What are the dimensions of the portion of the cage the budgies are in currently?
What is the actual spacing between the bars?
What are the white things sticking down from the top of the cage in the last picture you posted?

:wave:








*


----------



## kcladyz (Apr 8, 2014)

I am not sure of the spacing of the bars. I am guessing 1/2 an inch. I do not have a ruler at home but they are climbing the bars without struggle. The things hanging down I think is the end tip of hantzies flight wings. They are oddly white in color even tho she is a yellow/green bird. its 30 inches long, 15 inches wide i believe. I am not sure of the height for I altered the intended size but it is taller than my last cage that was 20 inches tall. They are happy. They love the natural branches, my old cage could not fit them.


----------



## FaeryBee (May 9, 2011)

* Thanks for letting me know those are one of your other budgie's tail feathers sticking down in that picture. 
I couldn't figure that one out to save me. 

I found the dimensions for the L12 (Vision Bird Cage for Large Birds)

Your 1/2 cage set up is

29.5" L x 15" W x 18.25" H (8,075.625 cubic inches)
(If you had the top attached, the cage would be 36.5" H) (16,151.25 cubic inches)

Minimum size for 2 budgies-----30x18x18"
Volume = 9,720" cubic inches

Minimum size for 3 budgies-----32x18x20"
Volume = 11,520" cubic inches

Minimum size for 4 budgies-----34x18x25" 
Volume = 15,300" cubic inches

Minimum size for 5 budgies-----35x18x30"
Volume = 18,900" cubic inches

Minimum size for 6 budgies-----40x18x32"
Volume = 23,040" cubic inches

The spacing of the bars on this cage is .81"

Spacing between bars on a cage for a budgie should be no more than .5" as a budgie may try to stick his/her head through the opening and get it stuck. 

*


----------



## kcladyz (Apr 8, 2014)

I was wrong it was not hantzie but Queiksens wings, it could not be Hantzie for she was behind rainbow lol

I am watching them closely i am on vacation the next week and a half. they love the cage tho. I do not think i ever saw them this happy. Yes it is about 1 inch wider and 4 inches longer than the old cage. The old cage was so well put together I could not take it apart, cage got so filthy i was worried about them getting sick, you could not take out the grill. They were so cranky from being moved i had to buy them millit to bribe them lol

I found a store that specializes in birds and they had 5 had raised tame conures. all 5 came to me and were crawling all over me. I wish i had pictures.


----------



## FaeryBee (May 9, 2011)

*Heidi,

If you have 6 budgies, I'd recommend you consider the Prevue Hendrix F040 flight cage.

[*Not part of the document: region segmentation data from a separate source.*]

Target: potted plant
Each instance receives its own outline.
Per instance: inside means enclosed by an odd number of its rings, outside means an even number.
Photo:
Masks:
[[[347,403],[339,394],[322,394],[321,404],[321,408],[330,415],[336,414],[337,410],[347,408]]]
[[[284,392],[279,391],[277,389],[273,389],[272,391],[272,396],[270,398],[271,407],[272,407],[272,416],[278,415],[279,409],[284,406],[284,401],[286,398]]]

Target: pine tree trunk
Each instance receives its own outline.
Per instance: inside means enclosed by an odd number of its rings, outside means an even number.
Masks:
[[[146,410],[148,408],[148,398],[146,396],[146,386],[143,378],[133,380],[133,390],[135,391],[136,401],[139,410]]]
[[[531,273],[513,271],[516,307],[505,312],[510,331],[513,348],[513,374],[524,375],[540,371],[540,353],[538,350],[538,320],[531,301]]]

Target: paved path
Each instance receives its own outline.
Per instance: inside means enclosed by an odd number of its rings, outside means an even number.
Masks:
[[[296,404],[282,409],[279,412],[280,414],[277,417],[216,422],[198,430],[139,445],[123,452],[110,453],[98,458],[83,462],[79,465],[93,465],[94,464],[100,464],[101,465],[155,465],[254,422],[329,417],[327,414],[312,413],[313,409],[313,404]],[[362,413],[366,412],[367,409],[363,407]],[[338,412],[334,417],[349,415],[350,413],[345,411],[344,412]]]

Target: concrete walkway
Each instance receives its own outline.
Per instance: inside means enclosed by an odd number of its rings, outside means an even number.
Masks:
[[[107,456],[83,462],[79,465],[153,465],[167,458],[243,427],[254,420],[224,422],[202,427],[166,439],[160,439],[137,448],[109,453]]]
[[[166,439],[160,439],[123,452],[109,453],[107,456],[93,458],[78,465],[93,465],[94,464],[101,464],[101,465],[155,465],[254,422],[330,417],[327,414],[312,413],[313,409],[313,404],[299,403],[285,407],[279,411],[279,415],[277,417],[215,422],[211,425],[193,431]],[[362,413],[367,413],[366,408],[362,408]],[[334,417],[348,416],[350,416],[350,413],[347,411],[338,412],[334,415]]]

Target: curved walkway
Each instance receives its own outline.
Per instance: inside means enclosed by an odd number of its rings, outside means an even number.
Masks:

Amazon.com : Prevue Pet Products Wrought Iron Flight Cage with Stand F040 Black Bird Cage, 31-Inch by 20-1/2-Inch by 53-Inch : Birdcages : Pet Supplies

As I mentioned in my previous post in this thread, the recommended minimum size cage for 6 is:

Minimum size for 6 budgies-----40x18x32"
Volume = 23,040" cubic inches

Spacing between bars on a cage for a budgie should be no more than .5" *


----------



## kcladyz (Apr 8, 2014)

FaeryBee said:


> *Heidi,
> 
> If you have 6 budgies, I'd recommend you consider the Prevue Hendrix F040 flight cage.
> 
> ...


I will need to measure for sure but I think the height does not include the base. The base itself looks to be 5 or so inches


----------



## FaeryBee (May 9, 2011)

*In the online description of the cage measurements they would include the area within the base as part of the height. *


----------